I know he was telling the truth. In her youth, my mother had been astoundingly beautiful. It didn’t hurt that she also hailed from one of the wealthiest families in New England. That fact, combined with her good looks, made her irresistible to my father, who was New Money through and through. A striver of unchecked ambition, he set his sights on Evangeline Staunton.
It didn’t matter that all of Boston whispered about how she had taken up with one of the servants, scandalizing her family and edging herself to the brink of being disowned. My father still pursued her with vigor.
My mother, of course, enjoyed the attention. More than once, I’d heard her described as a rose blossoming in sunlight. My father’s sun must have shone bright, because in a matter of weeks they wed. My mother got pregnant immediately after and my father built Hope’s End.
Years later, when his attention began to wane, my mother--like any flower removed from the light--withered. There was nothing roselike about her the night of my birthday. Pale, shriveled, and thin to the point of gauntness, she was all thorns.
“Hello, my darling,” she said, using the term of endearment meant only for me. My sister and I each had one, chosen by our parents the day we were born. My sister was dear. I was darling.
Although that night, my mother murmured it in a way that made me unsure if she was addressing me or the brown bottle of liquid resting on the pillow next to her.
Laudanum.
Her cure-all, although as far as I could tell, it cured nothing.
“Did you have a happy birthday?”
Certain it was indeed me she was talking to, I lied and told her that I did.
“I do wish we could have celebrated it in Boston,” my mother said.
As did I. To me, Boston was another universe I was only allowed to enjoy once a year before being whisked back to the banality of Hope’s End. It had everything this place didn’t. Restaurants and shops, theaters and cinemas. The last time we visited was right after Christmas. I tasted champagne for the first time, rode a swan boat in Boston Common, went to the movies, and saw Mickey Mouse in “Steamboat Willie.” I couldn’t wait to return.
“Perhaps my next birthday,” I said hopefully.
My mother gave a sleepy nod and said, “There’s a gift for you over there. Just a little token from your father and I.”
On the dresser was a small box in pink paper and blue ribbon. Inside was a small snow globe with a miniature Eiffel Tower rising above a row of tiny mansard roofs.

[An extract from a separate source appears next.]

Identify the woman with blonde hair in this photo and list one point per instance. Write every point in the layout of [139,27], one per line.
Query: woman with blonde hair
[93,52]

“Shake it,” my mother said, and I did, sending tiny gold flakes spinning around inside the globe.
“I so wanted to take you girls to Paris,” my mother said, as if such a journey were no longer possible. “Promise me you’ll go one day.”
I gripped the snow globe tight and nodded.
“Go to Paris and fall in love, then write all about it. I know how much you love to write. Write down all your thoughts and hopes and dreams as you go on grand adventures. Promise me you’ll do that, my darling. Promise me you won’t remain here.”
“I promise,” I said.
My mother began to cry then. Openly weeping, she reached for the laudanum and lifted the bottle to her lips.
I left just before she began to gulp it down.